Again Pertelote hears the rustling ahead of her. She knows the sound. It fills her with sympathy. Someone has isolated herself. Someone is hiding under the juniper.

Pertelote bends to pick berries. She speaks as if to the air. “The sacred datura will put poor Russel to sleep. And it’s the juice of the juniper will bathe his infections.”

Picking berries. Picking berries. Giving her hidden sister time to adjust to her coming.

Pertelote begins to sing:

“My sister, she left us for sorrow,

Poor sparrow.

We craved her return by the morrow,

Black laurel.

When, when will she come forward?”

Pertelote has made a small heap of berries. She stands and raises her head and sings that first line again, but with one variation: “Chalcedony left me in sorrow.”

A thin voice peeps, “Sorrow? Not never did I hope to sorrow my Lady. No, not never.”

“Of course not. Chalcedony would never mean to sorrow my heart.”

Chalcedony falls silent. Even the rustling ceases. Then she says, “Maybe my Lady can go away now?”

“Oh, my sister, why should I go away?”

Again, a long silence.

When Chalcedony speaks again, her voice is moist with tears. “Private matters. Unhappy matters.”

“Lady of Sorrows,” Pertelote murmurs, “why are you sad? Perhaps I can comfort you.”

Now Chalcedony begins to sob. “Hoo, hoo, hoo.”

Pertelote spreads the juniper branches aside. Chalcedony is gaunt. In heaven’s name, what has she been doing here, alone?

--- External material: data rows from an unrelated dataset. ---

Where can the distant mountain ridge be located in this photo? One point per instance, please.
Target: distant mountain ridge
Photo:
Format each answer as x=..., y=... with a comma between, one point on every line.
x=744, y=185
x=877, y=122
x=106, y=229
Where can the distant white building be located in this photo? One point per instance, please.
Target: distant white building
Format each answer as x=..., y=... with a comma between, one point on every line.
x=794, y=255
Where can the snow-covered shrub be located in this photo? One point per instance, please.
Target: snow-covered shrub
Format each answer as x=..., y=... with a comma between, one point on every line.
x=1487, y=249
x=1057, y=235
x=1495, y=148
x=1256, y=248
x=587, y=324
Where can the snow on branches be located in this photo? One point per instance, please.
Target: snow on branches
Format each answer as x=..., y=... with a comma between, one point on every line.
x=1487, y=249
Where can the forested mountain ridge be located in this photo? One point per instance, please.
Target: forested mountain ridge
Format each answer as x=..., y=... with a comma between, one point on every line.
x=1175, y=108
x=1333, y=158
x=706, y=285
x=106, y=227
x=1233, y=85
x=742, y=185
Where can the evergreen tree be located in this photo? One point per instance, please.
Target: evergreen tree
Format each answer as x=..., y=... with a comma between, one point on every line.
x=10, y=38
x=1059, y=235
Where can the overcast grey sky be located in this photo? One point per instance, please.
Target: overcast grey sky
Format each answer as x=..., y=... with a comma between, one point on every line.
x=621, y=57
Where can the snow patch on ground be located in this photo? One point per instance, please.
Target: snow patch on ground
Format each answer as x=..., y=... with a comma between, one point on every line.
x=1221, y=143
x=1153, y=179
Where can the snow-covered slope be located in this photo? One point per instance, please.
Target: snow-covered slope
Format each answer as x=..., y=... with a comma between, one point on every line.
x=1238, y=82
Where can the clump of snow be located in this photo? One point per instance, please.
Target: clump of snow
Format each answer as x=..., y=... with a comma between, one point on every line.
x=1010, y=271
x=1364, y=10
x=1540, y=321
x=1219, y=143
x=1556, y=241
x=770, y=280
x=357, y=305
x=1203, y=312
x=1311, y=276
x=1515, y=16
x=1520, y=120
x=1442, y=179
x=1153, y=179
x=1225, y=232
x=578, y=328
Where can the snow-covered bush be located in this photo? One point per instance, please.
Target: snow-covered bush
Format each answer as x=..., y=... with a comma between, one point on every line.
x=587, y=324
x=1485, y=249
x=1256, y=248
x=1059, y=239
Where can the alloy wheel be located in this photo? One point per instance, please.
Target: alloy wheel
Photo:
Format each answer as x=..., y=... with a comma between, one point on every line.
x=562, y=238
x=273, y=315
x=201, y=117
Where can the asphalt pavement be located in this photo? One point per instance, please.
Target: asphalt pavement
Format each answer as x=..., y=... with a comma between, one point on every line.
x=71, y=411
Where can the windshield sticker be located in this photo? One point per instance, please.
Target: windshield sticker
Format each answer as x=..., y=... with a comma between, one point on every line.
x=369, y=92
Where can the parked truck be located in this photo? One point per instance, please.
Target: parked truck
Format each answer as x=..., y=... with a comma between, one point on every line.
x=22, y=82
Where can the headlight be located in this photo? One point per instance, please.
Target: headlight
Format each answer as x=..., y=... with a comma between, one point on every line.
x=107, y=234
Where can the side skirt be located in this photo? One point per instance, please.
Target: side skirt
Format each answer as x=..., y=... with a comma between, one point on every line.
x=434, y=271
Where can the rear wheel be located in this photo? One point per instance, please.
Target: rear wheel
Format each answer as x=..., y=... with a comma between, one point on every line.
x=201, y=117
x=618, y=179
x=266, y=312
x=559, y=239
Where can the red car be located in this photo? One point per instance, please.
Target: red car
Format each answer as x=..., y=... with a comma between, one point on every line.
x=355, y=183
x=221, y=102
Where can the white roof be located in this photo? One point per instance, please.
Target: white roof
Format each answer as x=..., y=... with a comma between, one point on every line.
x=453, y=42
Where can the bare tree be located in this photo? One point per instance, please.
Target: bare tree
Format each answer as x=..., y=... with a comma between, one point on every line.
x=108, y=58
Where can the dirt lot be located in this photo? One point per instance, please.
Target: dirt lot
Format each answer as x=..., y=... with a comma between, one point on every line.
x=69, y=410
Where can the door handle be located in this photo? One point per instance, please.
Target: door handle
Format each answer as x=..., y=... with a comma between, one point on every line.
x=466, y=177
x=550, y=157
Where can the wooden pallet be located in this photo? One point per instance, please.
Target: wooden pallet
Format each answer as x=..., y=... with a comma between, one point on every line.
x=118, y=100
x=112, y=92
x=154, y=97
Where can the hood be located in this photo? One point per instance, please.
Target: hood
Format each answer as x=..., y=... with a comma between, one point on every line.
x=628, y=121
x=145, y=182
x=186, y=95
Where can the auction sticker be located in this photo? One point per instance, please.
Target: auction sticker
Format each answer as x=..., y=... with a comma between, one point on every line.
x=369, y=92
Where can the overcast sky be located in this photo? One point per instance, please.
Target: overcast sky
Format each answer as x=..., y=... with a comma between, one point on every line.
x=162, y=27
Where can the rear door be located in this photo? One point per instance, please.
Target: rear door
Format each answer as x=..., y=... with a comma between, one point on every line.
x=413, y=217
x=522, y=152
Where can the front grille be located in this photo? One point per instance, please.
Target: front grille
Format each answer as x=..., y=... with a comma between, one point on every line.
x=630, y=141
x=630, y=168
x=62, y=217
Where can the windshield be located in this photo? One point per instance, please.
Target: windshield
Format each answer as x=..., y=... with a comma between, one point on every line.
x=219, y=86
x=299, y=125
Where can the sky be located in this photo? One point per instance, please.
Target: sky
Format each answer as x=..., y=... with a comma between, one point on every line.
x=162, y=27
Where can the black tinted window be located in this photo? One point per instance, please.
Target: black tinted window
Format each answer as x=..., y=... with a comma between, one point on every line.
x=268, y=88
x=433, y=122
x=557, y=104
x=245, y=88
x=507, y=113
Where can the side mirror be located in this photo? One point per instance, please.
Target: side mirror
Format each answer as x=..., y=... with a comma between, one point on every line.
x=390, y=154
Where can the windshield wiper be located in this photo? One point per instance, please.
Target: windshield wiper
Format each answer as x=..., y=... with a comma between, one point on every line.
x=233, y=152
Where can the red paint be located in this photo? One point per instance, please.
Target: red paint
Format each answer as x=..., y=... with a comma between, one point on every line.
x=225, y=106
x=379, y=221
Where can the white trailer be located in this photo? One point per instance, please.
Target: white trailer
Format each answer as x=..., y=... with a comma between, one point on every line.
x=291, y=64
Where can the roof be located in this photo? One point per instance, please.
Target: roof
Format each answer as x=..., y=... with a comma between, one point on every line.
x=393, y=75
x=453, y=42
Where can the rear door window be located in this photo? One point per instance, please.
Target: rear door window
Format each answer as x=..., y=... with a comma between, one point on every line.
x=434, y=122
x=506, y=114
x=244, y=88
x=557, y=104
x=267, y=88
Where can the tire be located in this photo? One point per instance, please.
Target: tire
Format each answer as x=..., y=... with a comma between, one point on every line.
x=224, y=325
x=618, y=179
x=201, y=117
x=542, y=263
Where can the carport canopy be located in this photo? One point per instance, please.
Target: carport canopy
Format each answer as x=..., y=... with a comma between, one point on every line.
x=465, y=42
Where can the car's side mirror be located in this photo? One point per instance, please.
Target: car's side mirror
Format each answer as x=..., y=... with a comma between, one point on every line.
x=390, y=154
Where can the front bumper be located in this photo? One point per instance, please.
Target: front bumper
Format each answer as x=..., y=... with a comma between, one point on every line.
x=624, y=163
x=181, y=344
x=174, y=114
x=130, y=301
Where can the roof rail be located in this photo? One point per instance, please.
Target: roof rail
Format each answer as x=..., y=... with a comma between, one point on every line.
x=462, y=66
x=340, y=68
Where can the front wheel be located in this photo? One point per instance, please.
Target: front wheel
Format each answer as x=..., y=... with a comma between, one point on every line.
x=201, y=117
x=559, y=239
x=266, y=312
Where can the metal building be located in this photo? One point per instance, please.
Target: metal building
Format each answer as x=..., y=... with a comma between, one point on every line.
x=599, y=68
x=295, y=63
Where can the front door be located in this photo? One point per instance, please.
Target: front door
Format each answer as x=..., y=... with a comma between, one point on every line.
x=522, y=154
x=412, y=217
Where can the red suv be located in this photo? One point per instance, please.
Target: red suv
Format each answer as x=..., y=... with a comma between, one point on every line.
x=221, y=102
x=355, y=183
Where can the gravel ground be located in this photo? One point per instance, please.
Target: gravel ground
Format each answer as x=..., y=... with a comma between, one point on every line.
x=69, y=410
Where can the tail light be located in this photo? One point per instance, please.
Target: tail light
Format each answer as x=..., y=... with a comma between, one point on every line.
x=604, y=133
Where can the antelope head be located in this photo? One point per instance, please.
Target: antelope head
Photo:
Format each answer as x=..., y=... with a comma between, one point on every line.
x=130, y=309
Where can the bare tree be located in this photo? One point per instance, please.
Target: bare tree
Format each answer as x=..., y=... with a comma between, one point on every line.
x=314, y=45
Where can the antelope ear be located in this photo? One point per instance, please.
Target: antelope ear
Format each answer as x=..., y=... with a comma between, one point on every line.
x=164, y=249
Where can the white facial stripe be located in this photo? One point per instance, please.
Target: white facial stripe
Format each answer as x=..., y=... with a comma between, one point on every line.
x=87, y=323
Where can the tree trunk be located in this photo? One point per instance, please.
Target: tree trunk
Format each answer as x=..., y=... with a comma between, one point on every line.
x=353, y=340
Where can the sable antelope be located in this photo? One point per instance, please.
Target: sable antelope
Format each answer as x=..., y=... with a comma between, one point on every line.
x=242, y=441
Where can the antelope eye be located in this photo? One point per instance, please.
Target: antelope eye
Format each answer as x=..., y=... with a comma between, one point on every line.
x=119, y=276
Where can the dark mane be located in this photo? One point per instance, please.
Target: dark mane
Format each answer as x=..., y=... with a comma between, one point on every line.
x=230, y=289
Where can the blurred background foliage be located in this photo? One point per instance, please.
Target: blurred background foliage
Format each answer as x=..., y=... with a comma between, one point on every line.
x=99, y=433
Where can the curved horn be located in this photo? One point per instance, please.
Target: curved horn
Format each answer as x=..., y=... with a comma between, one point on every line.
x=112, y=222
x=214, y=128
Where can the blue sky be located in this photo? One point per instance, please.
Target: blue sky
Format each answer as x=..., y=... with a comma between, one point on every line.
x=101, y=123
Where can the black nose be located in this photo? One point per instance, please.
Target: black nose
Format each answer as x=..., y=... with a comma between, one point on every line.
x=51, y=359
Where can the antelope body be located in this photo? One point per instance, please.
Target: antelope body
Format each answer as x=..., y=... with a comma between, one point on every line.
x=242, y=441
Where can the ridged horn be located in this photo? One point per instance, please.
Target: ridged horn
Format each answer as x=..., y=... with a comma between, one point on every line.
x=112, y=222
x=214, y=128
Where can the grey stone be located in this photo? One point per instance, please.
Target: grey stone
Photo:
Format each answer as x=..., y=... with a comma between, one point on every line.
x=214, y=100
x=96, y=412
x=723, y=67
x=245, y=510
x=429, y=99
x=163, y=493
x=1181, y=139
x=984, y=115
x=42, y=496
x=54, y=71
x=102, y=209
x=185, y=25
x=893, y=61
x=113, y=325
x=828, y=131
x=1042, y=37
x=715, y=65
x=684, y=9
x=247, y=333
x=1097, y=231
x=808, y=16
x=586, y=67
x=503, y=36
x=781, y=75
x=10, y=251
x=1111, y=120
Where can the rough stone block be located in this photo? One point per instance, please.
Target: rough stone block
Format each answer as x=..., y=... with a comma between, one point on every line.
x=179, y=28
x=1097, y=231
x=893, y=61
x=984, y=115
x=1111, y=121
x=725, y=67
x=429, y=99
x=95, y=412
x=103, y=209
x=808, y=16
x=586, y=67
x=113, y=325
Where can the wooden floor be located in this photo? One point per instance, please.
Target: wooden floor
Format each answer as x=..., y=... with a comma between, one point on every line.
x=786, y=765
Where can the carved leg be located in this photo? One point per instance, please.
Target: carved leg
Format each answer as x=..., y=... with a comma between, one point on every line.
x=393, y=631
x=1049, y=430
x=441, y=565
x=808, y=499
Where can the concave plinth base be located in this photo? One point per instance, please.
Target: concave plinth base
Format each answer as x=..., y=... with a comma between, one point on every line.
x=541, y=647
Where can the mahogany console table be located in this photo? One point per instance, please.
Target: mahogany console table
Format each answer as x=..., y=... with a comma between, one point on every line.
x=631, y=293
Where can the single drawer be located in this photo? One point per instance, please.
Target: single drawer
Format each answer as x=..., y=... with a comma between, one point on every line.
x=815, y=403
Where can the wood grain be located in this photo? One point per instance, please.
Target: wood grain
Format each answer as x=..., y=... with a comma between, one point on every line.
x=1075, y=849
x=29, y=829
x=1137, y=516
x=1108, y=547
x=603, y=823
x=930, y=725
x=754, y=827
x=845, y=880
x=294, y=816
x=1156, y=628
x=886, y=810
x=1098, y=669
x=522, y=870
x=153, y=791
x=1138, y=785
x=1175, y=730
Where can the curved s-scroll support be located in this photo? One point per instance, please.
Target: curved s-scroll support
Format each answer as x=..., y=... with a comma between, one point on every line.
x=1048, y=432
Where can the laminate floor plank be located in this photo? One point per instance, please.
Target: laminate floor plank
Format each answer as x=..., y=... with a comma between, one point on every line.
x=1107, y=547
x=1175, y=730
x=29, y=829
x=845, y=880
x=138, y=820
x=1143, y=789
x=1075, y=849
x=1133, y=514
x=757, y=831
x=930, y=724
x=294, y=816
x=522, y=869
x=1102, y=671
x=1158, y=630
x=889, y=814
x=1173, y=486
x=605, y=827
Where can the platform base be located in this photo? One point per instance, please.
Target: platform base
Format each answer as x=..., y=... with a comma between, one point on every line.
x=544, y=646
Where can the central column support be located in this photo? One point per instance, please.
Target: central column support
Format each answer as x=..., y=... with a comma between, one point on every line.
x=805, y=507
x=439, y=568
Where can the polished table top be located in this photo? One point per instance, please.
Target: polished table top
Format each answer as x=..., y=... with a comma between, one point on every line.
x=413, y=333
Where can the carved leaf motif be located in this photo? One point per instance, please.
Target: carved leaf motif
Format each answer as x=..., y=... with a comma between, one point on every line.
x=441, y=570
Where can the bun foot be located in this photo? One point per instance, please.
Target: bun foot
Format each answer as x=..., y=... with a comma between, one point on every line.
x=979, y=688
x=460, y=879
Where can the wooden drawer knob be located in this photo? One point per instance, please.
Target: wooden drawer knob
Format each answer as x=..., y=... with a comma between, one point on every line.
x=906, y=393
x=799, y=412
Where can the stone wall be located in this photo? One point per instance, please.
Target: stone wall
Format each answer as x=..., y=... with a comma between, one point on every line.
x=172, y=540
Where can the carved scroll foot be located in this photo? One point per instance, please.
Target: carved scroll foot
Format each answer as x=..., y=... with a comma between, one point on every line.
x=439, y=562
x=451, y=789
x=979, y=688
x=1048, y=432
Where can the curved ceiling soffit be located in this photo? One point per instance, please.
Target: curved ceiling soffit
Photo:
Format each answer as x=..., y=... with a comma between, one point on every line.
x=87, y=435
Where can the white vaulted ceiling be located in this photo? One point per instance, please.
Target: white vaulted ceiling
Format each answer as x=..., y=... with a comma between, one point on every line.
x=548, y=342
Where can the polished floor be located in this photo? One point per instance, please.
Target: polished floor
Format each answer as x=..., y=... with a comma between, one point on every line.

Then the skinny Hen draws back, and Pertelote sees an egg lying before her.

Chalcedony says, “I’m sorry. I am that, my Lady. I didn’t never want to cry.”

“Sister! You’ve begun to bring a child to birth.”

“I never couldn’t lay another since the Rat kilt the first, and that the first of all I ever made. But I says to my soul, ‘And why mayn’t Chalcedony be layin’ an egg like any other?’”

“A lovely little egg. Unblemished.”

“Oh, Lady, oh Lady.” The thin Hen gives herself over to heavy sobs and tears. “But I been sittin’ broody on my perfect egg weeks and weeks, and the pretty bairn can’t hatch. Chalcedony, she’s got a motherly heart, but never no baby to mother.”

Now Pertelote sits down beside her sorrowful sister and lays a wing over her back.

“It is time,” she says. “It is surely time to cry.”